Pick of the day: Robert C. W. Ettinger's quest for immortality
In the Jan. 25 issue of the New Yorker (subscription required), Jill Lepore serves up a great read with her profile of Robert C.W. Ettinger, a founder of the cryonics movement. At 91, Ettinger is getting closer to realizing his dream of having the blood drained from his corpse, his arteries pumped with anti-freeze, and being stored in a vat of liquid nitrogen inside a warehouse in Clinton Township, Michigan.
Ettinger is the ultimate optimist. Even though, as Lepore puts it, the consensus among "credentialled laboratory scientists who conduct peer-reviewed experiments having to do with the storage of organic tissue at very low tempuratures" is that "when you try to defrost a frozen corpse you get mush," Ettinger holds out hope that eventually someone will figure out how to do it and will also have the courtesy to thaw him and throw some cold water on his face. Once "reanimated," he will be rejoined by his first and second wife, his mother, and the other 92 denizens of the Cryonics Institute.
What is a writer to do when her subject's lifelong obsession is the stuff of camp science fiction? Lepore, who is also an American history professor at Harvard, strikes just the right tone, noting the often hilarious absurdities of Ettinger's quest without lapsing into ridicule, starting with her opening description of him:
"Robert C.W. Ettinger, who thinks death is for chumps, drives a rusty Chevy Lumina with a bumper sticker on the rear that reads, 'Choose Life!'...His face is splotched, his goatee grizzled, his gray hair wispy and unkempt.

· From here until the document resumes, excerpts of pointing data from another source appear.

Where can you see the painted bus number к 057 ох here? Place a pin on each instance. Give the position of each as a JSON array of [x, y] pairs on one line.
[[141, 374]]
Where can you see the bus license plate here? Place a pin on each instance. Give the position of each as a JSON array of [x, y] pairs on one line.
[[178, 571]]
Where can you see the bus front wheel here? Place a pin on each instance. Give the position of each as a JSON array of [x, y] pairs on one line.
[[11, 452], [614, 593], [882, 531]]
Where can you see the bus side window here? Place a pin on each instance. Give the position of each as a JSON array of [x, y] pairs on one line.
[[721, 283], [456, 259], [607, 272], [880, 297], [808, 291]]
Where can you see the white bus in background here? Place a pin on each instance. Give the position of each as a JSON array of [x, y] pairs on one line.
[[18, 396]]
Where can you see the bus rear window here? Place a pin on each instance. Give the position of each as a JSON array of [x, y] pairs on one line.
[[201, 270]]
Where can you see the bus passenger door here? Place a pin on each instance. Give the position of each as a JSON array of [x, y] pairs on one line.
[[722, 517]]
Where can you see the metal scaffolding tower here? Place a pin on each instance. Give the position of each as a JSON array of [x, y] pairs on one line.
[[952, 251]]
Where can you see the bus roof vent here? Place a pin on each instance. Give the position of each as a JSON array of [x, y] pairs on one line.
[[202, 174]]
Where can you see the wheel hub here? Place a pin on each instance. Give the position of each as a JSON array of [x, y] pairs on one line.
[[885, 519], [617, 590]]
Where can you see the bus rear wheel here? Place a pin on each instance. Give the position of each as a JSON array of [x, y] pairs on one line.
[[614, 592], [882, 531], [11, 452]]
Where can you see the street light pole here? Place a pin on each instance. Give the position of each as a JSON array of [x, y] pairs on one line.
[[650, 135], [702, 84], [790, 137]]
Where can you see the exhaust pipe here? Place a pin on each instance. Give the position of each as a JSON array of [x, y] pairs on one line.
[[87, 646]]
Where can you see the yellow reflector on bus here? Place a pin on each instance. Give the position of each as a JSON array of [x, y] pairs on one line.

He leans on a worn wooden cane and wears a thick orthopedic shoe on his left foot...Actuarially, chances are good that he'll be dying soon...There are only three ways to go when you die. You can be buried, burned or frozen. If there is no God, Ettinger says, your only chance at an afterlife is Option 3."
It would be easy to dismiss Ettinger as just a crack pot but his advanced age lends the tale a bit of poignancy. Lepore describes sitting down with Ettinger and paging through a stack of family photo albums starting with Ettinger's baby pictures. Along the way, Ettinger is reminded of all of those who were once close to him who are now gone, most of whom he holds no hope of reuniting with. He refers to those who refused to be frozen as "lost."
After all, what is the point of immortality, anyway, if you can't share it with the ones you love?